Use this as the default lifecycle: bootstrap a trainer, run iterative updates, export checkpoints, then sample through deployment endpoints for realistic evaluation.

How to use these APIs

  • tinker.ServiceClient: Connect your local loop to the trainer service.
  • TrainingClient.forward_backward / forward_backward_custom: Compute gradients with built-in or custom objectives.
  • TrainingClient.optim_step: Apply optimization updates.
  • TrainingClient.save_weights_for_sampler: Export serving-compatible checkpoints.
  • Fireworks.deployments.*: Hotload and evaluate checkpoints under serving conditions.

Workflow

  1. Create or reuse a service-mode trainer job.
  2. Instantiate a training client from the trainer endpoint.
  3. Run repeated train steps with objective + optimizer updates.
  4. Save sampler checkpoints on cadence.
  5. Hotload the serving deployment and sample evaluation prompts.
  6. Record metrics and decide whether to continue or branch experiments.

End-to-end examples

Bootstrap training client

trainer_job = fw.reinforcement_fine_tuning_steps.create(
    training_config={
        "base_model": "accounts/fireworks/models/qwen3-8b",
        "lora_rank": 0,
        "max_context_length": 4096,
    },
    extra_body={"serviceMode": True, "keepAlive": False},
)
service = tinker.ServiceClient(base_url=trainer_job.direct_route_handle, api_key="<FIREWORKS_API_KEY>")
training_client = service.create_lora_training_client(base_model="accounts/fireworks/models/qwen3-8b", rank=0)
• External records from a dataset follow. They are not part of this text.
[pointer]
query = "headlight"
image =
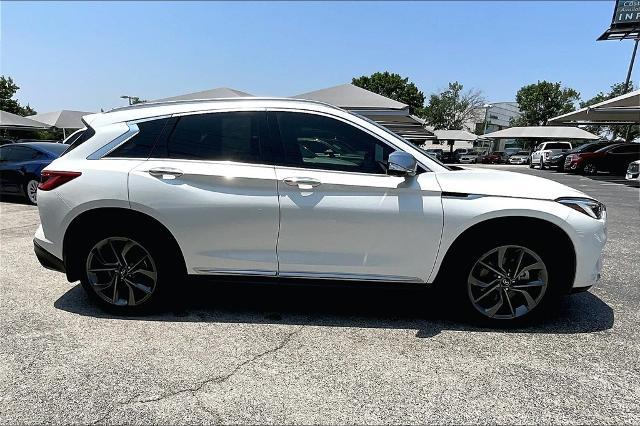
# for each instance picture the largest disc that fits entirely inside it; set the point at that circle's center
(591, 208)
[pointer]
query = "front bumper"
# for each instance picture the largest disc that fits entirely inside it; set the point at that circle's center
(46, 259)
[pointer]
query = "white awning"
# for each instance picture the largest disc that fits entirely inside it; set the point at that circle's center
(218, 93)
(624, 109)
(455, 135)
(542, 132)
(64, 119)
(13, 121)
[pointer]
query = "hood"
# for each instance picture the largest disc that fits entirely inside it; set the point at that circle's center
(503, 184)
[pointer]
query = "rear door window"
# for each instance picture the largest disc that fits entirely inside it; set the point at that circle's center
(223, 136)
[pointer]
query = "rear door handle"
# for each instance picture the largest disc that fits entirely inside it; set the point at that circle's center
(165, 172)
(302, 182)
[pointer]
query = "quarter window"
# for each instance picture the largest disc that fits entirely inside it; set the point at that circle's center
(319, 142)
(224, 136)
(140, 145)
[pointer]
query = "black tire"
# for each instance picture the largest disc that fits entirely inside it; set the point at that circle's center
(457, 276)
(28, 190)
(168, 272)
(589, 169)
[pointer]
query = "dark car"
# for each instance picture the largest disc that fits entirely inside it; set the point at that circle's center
(435, 152)
(557, 161)
(21, 163)
(497, 157)
(613, 159)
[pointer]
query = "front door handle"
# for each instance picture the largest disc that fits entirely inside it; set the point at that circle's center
(165, 172)
(302, 182)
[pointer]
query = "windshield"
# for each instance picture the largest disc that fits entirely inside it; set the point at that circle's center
(431, 156)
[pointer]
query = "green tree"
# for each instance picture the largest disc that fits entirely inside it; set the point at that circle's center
(612, 131)
(393, 86)
(452, 108)
(542, 101)
(7, 90)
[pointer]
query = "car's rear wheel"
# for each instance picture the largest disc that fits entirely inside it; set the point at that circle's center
(31, 191)
(125, 271)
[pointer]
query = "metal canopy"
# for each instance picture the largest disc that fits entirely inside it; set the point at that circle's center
(352, 97)
(13, 121)
(455, 135)
(218, 93)
(624, 109)
(542, 132)
(64, 119)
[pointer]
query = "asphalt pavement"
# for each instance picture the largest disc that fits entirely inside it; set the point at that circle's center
(250, 353)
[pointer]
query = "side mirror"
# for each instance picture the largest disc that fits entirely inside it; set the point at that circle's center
(402, 164)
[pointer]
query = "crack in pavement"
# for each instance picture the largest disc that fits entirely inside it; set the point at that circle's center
(200, 385)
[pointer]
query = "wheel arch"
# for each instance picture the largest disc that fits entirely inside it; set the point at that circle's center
(78, 227)
(532, 225)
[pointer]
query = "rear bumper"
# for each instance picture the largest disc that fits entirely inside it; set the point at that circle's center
(48, 260)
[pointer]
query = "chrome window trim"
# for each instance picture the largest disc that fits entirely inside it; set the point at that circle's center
(122, 139)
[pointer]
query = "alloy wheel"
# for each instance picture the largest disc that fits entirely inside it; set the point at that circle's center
(121, 271)
(32, 191)
(507, 282)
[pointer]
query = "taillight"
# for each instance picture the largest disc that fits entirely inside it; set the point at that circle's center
(51, 179)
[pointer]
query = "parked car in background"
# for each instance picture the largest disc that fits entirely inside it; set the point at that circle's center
(633, 171)
(460, 152)
(151, 194)
(613, 159)
(521, 157)
(436, 152)
(21, 164)
(557, 161)
(497, 157)
(469, 157)
(544, 151)
(448, 157)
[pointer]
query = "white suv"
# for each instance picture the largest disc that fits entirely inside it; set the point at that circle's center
(298, 190)
(545, 151)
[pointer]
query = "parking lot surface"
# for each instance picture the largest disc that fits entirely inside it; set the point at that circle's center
(249, 353)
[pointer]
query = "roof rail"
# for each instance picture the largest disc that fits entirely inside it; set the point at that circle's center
(197, 101)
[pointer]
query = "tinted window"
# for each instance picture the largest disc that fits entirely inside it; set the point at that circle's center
(558, 145)
(23, 153)
(318, 142)
(85, 136)
(4, 152)
(141, 144)
(227, 136)
(625, 149)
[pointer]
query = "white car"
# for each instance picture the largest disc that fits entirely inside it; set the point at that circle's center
(633, 171)
(543, 152)
(299, 190)
(522, 157)
(469, 158)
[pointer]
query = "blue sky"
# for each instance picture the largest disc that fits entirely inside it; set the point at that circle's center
(84, 55)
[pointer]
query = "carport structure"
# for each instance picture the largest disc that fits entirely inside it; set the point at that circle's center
(541, 132)
(387, 112)
(621, 110)
(64, 119)
(16, 122)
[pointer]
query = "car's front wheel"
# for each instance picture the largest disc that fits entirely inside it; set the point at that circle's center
(125, 271)
(507, 280)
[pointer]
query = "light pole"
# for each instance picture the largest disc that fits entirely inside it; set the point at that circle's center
(130, 98)
(487, 107)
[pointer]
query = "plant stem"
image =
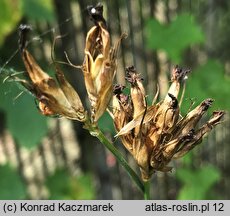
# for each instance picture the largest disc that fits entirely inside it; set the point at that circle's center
(147, 192)
(95, 131)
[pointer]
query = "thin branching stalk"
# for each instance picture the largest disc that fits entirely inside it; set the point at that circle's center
(95, 131)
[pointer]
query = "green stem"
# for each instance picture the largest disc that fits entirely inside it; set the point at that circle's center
(147, 192)
(95, 131)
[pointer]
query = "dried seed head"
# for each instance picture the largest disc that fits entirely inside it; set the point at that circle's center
(157, 134)
(99, 65)
(54, 98)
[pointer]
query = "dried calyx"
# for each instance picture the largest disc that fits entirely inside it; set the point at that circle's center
(54, 98)
(156, 134)
(100, 63)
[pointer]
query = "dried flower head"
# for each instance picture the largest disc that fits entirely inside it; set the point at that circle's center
(99, 65)
(55, 98)
(156, 134)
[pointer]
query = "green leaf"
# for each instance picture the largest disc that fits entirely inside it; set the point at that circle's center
(38, 10)
(65, 187)
(11, 185)
(174, 37)
(209, 81)
(8, 20)
(197, 183)
(23, 119)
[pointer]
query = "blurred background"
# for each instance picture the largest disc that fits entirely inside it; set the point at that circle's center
(50, 158)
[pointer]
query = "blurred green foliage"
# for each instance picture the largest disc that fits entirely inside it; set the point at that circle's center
(23, 119)
(8, 20)
(205, 81)
(208, 80)
(41, 10)
(62, 186)
(197, 183)
(174, 37)
(11, 184)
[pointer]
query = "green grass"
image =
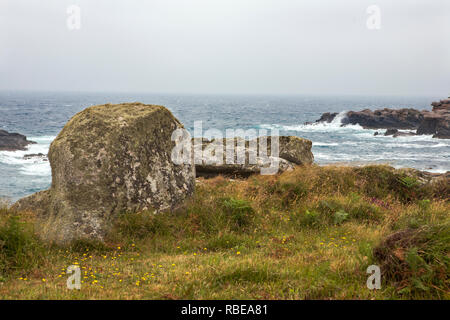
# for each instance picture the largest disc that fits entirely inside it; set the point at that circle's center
(306, 234)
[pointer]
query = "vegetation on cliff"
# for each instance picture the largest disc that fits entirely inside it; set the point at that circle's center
(310, 233)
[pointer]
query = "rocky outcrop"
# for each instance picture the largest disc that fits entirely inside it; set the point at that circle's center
(107, 160)
(385, 118)
(292, 151)
(13, 141)
(435, 122)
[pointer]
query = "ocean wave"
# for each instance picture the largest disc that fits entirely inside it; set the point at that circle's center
(335, 125)
(32, 166)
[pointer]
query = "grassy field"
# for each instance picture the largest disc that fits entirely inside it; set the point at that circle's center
(307, 234)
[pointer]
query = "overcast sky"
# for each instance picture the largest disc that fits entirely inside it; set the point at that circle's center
(227, 46)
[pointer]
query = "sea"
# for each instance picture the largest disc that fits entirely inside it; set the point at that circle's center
(41, 115)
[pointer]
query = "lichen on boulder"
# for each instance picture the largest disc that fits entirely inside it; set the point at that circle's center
(107, 160)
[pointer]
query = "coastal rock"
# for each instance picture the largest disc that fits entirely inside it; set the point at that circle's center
(292, 151)
(385, 118)
(107, 160)
(437, 121)
(13, 141)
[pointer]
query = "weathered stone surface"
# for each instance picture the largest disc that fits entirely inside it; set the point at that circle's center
(292, 151)
(13, 141)
(110, 159)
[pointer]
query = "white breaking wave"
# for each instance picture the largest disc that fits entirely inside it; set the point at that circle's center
(335, 125)
(32, 166)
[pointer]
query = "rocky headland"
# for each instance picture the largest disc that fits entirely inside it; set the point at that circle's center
(435, 122)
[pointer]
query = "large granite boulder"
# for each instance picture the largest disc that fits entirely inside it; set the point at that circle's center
(292, 151)
(13, 141)
(107, 160)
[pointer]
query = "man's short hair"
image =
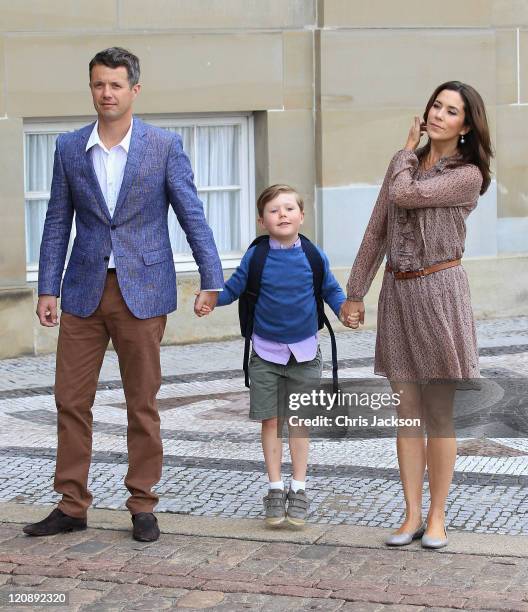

Run train-step with custom objective

def objective(data, logprobs_list):
    loss = compute_objective(data=data, logprobs_list=logprobs_list)
    return loss, {"loss": float(loss.item())}

for step in range(total_steps):
    batch = build_batch(step)
    training_client.forward_backward_custom(batch, objective).result()
    training_client.optim_step(
        tinker.AdamParams(learning_rate=1e-5, beta1=0.9, beta2=0.999, eps=1e-8, weight_decay=0.01)
    ).result()

Checkpoint, hotload, and evaluate

checkpoint = training_client.save_weights_for_sampler(f"step_{step:05d}").result()
wait_for_hotload_ready(deployment_id="research-loop-serving")
hotload_deployment(checkpoint.path)
responses = sample_with_deployment(prompts=eval_prompts)
score = evaluate_responses(responses)
print({"step": step, "eval_score": score})

Operational guidance

  • Service-mode trainer jobs currently support full-parameter tuning only. When serviceMode=true, set training_config.lora_rank and Tinker client rank to 0.
  • Keep checkpoint intervals predictable so evaluation comparisons are stable.
  • Store the exact prompt set used for each evaluation sweep.

Common pitfalls

  • Sampling from trainer internals instead of deployment endpoints can skew results.
  • Missing checkpoint-to-deployment traceability makes rollback risky.